Mutable references
If you want to use a reference to change data, you can use a mutable reference. For a mutable reference, you write &mut instead of &.
fn main() { let mut my_number = 8; // don't forget to write mut here! let num_ref = &mut my_number; }
So what are the two types? my_number is an i32, and num_ref is &mut i32 (we say a "mutable reference to an i32").
So let's use it to add 10 to my_number. But you can't write num_ref += 10, because num_ref is not the i32 value, it is a &i32. The value is actually inside the i32. To reach the place where the value is, we use *. * means "I don't want the reference, I want the value behind the reference". In other words, one * is the opposite of &. Also, one * erases one &.
fn main() { let mut my_number = 8; let num_ref = &mut my_number; *num_ref += 10; // Use * to change the i32 value. println!("{}", my_number); let second_number = 800; let triple_reference = &&&second_number; println!("Second_number = triple_reference? {}", second_number == ***triple_reference); }
This prints:
18
Second_number = triple_reference? true
Because using & is called "referencing", using * is called "dereferencing".
Rust has two rules for mutable and immutable references.
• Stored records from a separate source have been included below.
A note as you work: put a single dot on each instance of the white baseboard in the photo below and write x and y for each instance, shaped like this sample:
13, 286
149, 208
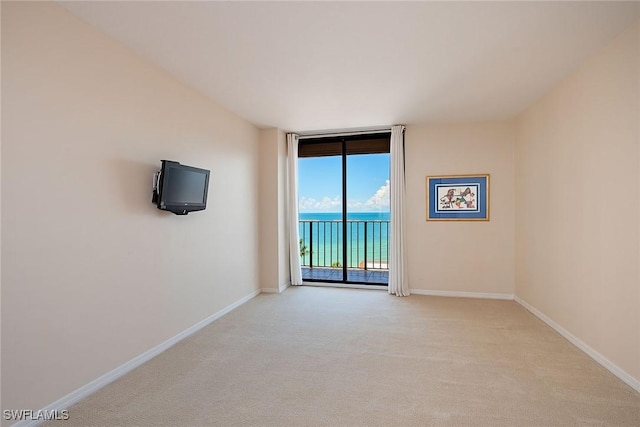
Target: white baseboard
84, 391
280, 289
461, 294
284, 286
612, 367
345, 285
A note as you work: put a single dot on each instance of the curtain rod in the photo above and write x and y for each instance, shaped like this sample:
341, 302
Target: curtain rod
303, 135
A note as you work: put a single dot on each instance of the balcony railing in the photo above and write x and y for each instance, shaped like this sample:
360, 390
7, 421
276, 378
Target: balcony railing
321, 244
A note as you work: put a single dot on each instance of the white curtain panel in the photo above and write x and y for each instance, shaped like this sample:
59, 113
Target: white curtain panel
398, 284
294, 233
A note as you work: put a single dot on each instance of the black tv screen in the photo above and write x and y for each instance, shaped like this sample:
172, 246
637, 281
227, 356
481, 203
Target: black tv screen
181, 189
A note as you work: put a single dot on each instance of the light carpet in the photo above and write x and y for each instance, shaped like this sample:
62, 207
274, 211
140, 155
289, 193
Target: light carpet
343, 357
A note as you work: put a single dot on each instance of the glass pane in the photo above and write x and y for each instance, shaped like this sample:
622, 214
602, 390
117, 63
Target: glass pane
320, 217
368, 217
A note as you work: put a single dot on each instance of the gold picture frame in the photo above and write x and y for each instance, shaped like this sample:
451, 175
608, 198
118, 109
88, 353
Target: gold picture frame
458, 197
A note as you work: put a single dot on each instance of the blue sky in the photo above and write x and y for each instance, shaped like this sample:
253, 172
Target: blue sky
320, 187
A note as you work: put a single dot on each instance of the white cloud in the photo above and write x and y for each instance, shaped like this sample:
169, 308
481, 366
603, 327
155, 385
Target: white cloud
327, 204
378, 202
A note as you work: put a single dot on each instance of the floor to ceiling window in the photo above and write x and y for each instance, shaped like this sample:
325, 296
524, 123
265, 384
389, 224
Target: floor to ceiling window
343, 186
They are very important, but also easy to remember because they make sense.
- Rule 1: If you have only immutable references, you can have as many as you want. 1 is fine, 3 is fine, 1000 is fine. No problem.
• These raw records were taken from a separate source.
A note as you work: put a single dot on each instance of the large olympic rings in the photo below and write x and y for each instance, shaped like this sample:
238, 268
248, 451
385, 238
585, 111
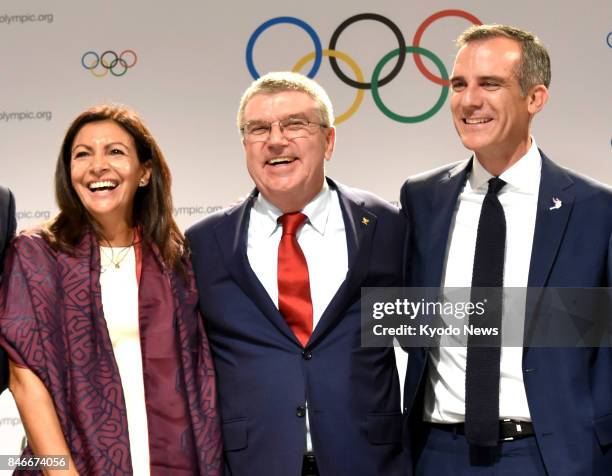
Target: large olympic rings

- Rule 2: If you have a mutable reference, you can only have one. Also, you can't have an immutable reference and a mutable reference together.
This is because mutable references can change the data. You could get problems if you change the data when other references are reading it.
A good way to understand is to think of a Powerpoint presentation.
Situation one is about only one mutable reference.
Situation one: An employee is writing a Powerpoint presentation. He wants his manager to help him. The employee gives his login information to his manager, and asks him to help by making edits. Now the manager has a "mutable reference" to the employee's presentation. The manager can make any changes he wants, and give the computer back later. This is fine, because nobody else is looking at the presentation.
Situation two is about only immutable references.
Situation two: The employee is giving the presentation to 100 people. All 100 people can now see the employee's data. They all have an "immutable reference" to the employee's presentation. This is fine, because they can see it but nobody can change the data.
Situation three is the problem situation.
Situation three: The Employee gives his manager his login information. His manager now has a "mutable reference". Then the employee went to give the presentation to 100 people, but the manager can still login. This is not fine, because the manager can log in and do anything. Maybe his manager will log into the computer and start typing an email to his mother! Now the 100 people have to watch the manager write an email to his mother instead of the presentation. That's not what they expected to see.
Here is an example of a mutable borrow with an immutable borrow:
fn main() { let mut number = 10; let number_ref = &number; let number_change = &mut number; *number_change += 10; println!("{}", number_ref); // ⚠️ }
The compiler prints a helpful message to show us the problem.
error[E0502]: cannot borrow `number` as mutable because it is also borrowed as immutable
--> src\main.rs:4:25
|
3 | let number_ref = &number;
| ------- immutable borrow occurs here
4 | let number_change = &mut number;
| ^^^^^^^^^^^ mutable borrow occurs here
5 | *number_change += 10;
6 | println!("{}", number_ref);
| ---------- immutable borrow later used here
However, this code will work. Why?
fn main() { let mut number = 10; let number_change = &mut number; // create a mutable reference *number_change += 10; // use mutable reference to add 10 let number_ref = &number; // create an immutable reference println!("{}", number_ref); // print the immutable reference }
It prints 20 with no problem. It works because the compiler is smart enough to understand our code. It knows that we used number_change to change number, but didn't use it again. So here there is no problem. We are not using immutable and mutable references together.
Earlier in Rust this kind of code actually generated an error, but the compiler is smarter now. It can understand not just what we type, but how we use everything.
Shadowing again
Remember when we said that shadowing doesn't destroy a value but blocks it? Now we can use references to see this.
fn main() { let country = String::from("Austria"); let country_ref = &country; let country = 8; println!("{}, {}", country_ref, country); }
Does this print Austria, 8 or 8, 8? It prints Austria, 8. First we declare a String called country. Then we create a reference country_ref to this string. Then we shadow country with 8, which is an i32. But the first country was not destroyed, so country_ref still says "Austria", not "8". Here is the same code with some comments to show how it works:
fn main() { let country = String::from("Austria"); // Now we have a String called country let country_ref = &country; // country_ref is a reference to this data. It's not going to change let country = 8; // Now we have a variable called country that is an i8. But it has no relation to the other one, or to country_ref println!("{}, {}", country_ref, country); // country_ref still refers to the data of String::from("Austria") that we gave it. }